Nonetheless, what ultimately happens to the stock market in 2022 will depend on whether the Fed’s plans to reduce inflation by gently tightening monetary policy as planned.
In addition to an expected rate hike, the Fed is ending a pandemic program that was supposed to provide a safety net for the market. In the spring of 2020, the Fed began buying bonds to inject additional liquidity into the financial system and help companies stay afloat during sharp downturns in business. The Fed announced in December that it would step up the pace of withdrawal of this aid, which is expected to end in March.
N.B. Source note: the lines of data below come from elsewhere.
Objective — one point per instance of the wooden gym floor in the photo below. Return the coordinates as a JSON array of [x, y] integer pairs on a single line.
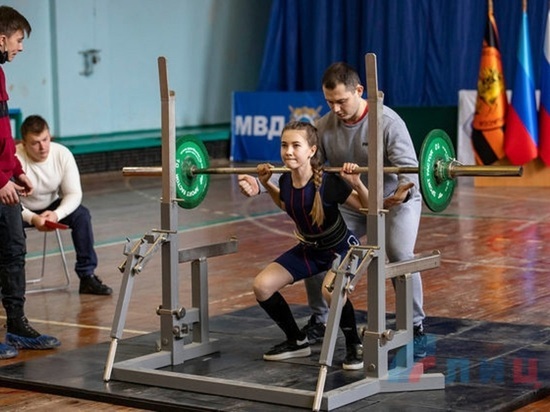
[[495, 260]]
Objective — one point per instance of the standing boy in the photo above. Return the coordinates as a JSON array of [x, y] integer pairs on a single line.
[[13, 183]]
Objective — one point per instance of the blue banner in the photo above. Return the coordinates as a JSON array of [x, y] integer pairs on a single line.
[[259, 117]]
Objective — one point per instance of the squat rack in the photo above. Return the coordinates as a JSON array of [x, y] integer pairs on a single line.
[[174, 320]]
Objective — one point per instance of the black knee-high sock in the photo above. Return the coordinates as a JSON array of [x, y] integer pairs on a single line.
[[277, 308], [349, 325]]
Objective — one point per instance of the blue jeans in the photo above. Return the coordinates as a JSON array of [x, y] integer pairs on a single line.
[[80, 223], [12, 260]]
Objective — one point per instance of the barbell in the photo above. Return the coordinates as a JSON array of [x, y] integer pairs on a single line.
[[437, 171]]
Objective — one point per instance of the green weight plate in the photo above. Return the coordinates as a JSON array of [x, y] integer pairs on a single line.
[[436, 151], [191, 189]]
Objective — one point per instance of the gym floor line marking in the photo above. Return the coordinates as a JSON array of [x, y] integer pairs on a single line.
[[80, 326]]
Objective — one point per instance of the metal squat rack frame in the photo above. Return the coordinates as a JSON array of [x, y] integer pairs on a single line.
[[377, 338]]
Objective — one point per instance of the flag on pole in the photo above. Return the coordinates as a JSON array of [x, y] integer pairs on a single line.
[[491, 102], [520, 140], [544, 107]]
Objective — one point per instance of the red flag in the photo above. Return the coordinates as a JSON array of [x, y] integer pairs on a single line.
[[521, 137], [491, 103], [544, 109]]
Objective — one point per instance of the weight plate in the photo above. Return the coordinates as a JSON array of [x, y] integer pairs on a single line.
[[191, 189], [436, 186]]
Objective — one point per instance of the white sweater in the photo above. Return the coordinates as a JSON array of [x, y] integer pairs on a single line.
[[56, 177]]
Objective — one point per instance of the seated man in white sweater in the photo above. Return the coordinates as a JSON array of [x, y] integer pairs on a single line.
[[52, 169]]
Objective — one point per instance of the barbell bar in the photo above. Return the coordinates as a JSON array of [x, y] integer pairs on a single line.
[[437, 171], [454, 170]]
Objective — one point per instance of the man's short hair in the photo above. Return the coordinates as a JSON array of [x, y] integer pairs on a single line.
[[11, 21], [33, 124], [340, 73]]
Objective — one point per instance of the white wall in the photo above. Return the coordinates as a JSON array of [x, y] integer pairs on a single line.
[[213, 47]]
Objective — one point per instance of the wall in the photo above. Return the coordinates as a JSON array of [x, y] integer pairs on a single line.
[[212, 47]]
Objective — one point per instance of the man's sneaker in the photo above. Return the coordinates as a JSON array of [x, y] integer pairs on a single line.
[[7, 351], [354, 357], [92, 285], [314, 330], [420, 342], [288, 349], [22, 335]]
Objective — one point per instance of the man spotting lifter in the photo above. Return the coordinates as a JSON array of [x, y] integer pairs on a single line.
[[344, 138]]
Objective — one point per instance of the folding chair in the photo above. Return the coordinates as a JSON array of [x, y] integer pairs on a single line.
[[38, 280]]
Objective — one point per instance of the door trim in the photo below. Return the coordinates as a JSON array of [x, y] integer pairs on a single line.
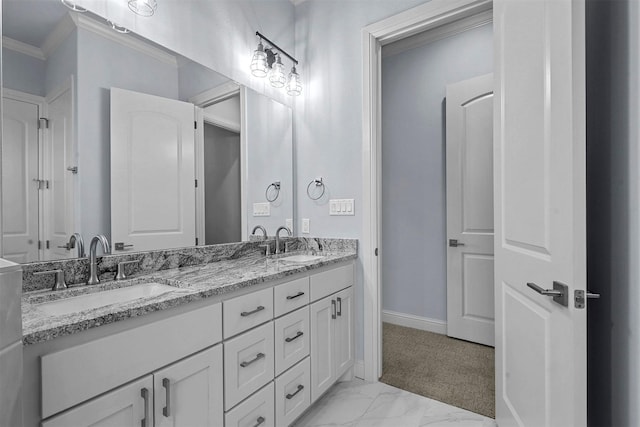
[[421, 18]]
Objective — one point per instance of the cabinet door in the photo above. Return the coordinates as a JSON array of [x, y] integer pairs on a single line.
[[189, 392], [322, 346], [126, 406], [343, 331]]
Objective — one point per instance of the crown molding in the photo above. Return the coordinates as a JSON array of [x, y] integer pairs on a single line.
[[438, 33], [24, 48], [101, 28]]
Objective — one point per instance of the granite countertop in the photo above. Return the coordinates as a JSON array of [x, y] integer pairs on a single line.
[[191, 284]]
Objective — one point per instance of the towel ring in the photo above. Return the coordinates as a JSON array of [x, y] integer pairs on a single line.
[[276, 190], [318, 182]]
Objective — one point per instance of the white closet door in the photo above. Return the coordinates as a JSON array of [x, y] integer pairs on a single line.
[[540, 211], [470, 308], [152, 171], [19, 181]]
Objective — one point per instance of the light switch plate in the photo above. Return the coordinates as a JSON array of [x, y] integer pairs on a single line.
[[261, 209], [341, 207]]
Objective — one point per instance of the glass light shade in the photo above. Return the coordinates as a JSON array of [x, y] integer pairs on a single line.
[[276, 76], [118, 28], [259, 65], [294, 86], [143, 7], [73, 6]]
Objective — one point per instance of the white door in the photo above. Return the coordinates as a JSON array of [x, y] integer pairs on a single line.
[[540, 214], [189, 393], [152, 172], [127, 406], [20, 181], [58, 157], [470, 308]]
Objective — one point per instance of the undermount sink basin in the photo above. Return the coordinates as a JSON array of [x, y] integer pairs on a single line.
[[103, 298], [301, 259]]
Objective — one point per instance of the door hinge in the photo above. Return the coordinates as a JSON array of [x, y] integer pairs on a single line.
[[580, 298]]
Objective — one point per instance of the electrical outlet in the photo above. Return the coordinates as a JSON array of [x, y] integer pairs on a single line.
[[261, 209], [341, 207]]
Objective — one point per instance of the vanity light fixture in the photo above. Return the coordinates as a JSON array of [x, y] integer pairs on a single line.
[[143, 7], [265, 62], [73, 6]]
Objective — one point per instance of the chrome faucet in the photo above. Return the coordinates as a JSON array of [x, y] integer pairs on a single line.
[[77, 241], [261, 228], [282, 227], [93, 263]]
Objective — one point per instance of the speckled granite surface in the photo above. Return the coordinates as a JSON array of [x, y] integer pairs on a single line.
[[191, 282], [76, 271]]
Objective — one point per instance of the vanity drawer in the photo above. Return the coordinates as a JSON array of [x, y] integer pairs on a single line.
[[291, 339], [248, 364], [247, 311], [258, 410], [331, 281], [290, 296], [293, 393]]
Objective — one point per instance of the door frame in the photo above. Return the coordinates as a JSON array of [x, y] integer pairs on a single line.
[[200, 101], [421, 18]]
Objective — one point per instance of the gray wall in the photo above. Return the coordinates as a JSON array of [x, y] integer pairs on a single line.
[[22, 72], [328, 116], [102, 64], [613, 46], [222, 185], [414, 261]]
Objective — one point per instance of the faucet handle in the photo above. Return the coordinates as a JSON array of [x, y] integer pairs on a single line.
[[59, 283], [267, 248], [120, 275]]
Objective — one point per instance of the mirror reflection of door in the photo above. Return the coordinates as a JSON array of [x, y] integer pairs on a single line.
[[222, 172], [20, 181]]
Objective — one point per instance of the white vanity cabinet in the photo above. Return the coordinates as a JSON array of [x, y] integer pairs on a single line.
[[332, 345], [127, 406], [187, 393], [260, 358]]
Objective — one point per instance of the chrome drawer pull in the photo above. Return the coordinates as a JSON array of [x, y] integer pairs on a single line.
[[298, 335], [291, 395], [299, 294], [166, 411], [247, 363], [249, 313], [145, 396]]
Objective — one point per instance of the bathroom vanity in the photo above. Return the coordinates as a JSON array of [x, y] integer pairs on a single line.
[[247, 341]]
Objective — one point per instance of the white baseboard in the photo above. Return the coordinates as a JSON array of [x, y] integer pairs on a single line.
[[416, 322], [358, 369]]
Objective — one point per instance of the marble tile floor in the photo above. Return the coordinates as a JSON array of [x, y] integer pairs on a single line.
[[362, 404]]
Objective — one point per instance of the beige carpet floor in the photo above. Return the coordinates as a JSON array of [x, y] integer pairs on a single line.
[[452, 371]]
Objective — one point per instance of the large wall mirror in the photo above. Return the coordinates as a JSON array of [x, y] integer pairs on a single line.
[[109, 133]]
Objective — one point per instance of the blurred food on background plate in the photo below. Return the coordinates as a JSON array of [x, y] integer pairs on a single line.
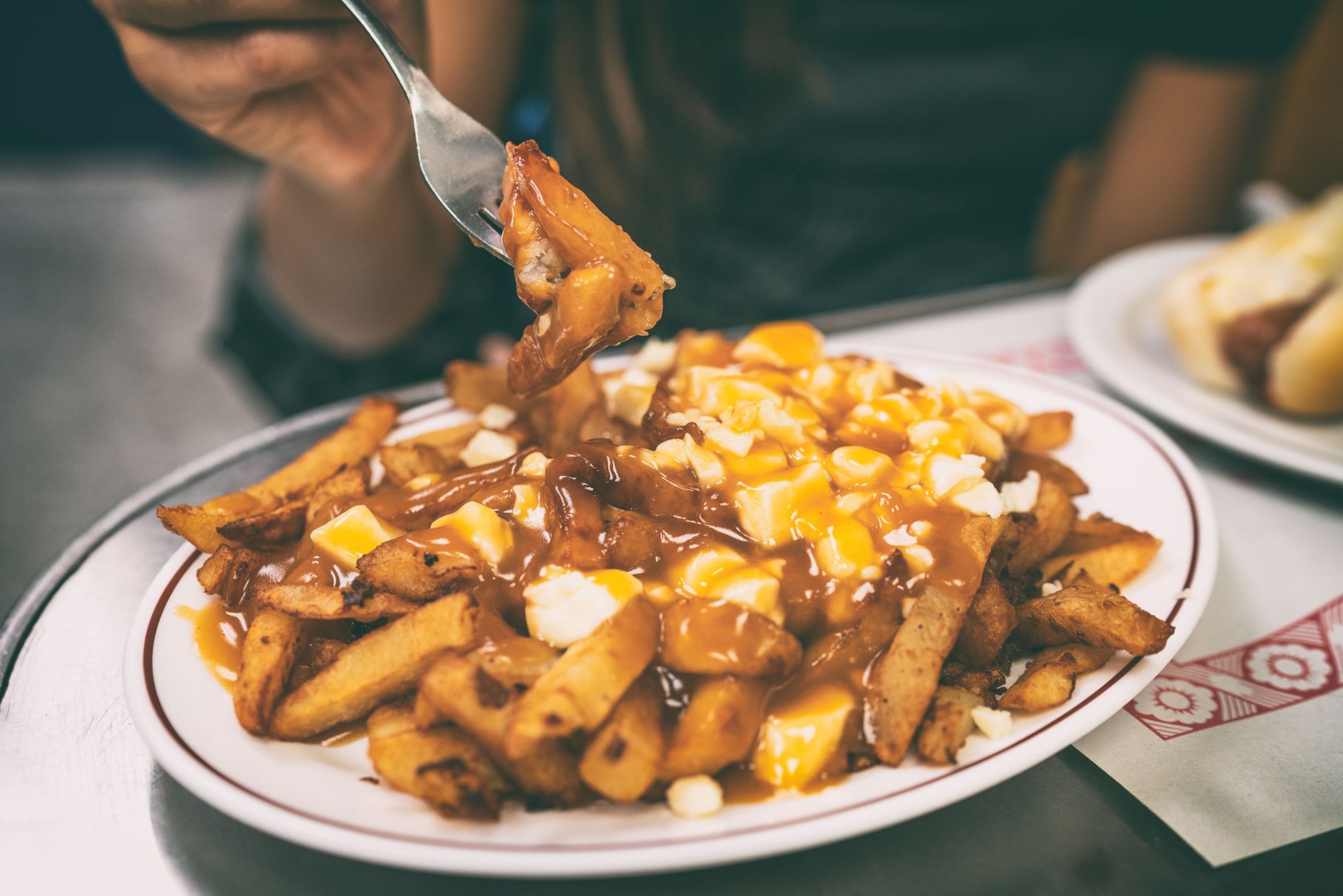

“The nightmarish scenario is this: The Fed is tightening up and it isn’t helping,” said Aaron Brown, a former risk manager at AQR Capital Management who now manages his own money and teaches math at the Courant Institute of Mathematical. New York University Sciences. Mr Brown said if the Fed couldn’t orchestrate a “soft landing” for the economy, things could start to turn bad – quickly.
And then, he said, maybe the Fed will have to take “very aggressive measures like a 15% rate hike, or wage and price controls, as we tried in the 1970s. “.
In equal measure, the Fed’s moves, even if moderate, could also cause a sell-off of stocks, corporate bonds and other riskier assets, if investors panic when they realize that the free money that drove their risk taking to ever the greatest extremes over the past few years is definitely disappearing.
Sal Arnuk, partner and co-founder of Themis Trading, said he expected 2022 to start with something like “a hiccup”.
“China and Taiwan, Russia and Ukraine – if something happens there or if the Fed surprises everyone with the speed of the cut, there are going to be sales,” Arnuk said. “It might even start in Bitcoin, but then people are going to start selling their Apple, their Google.”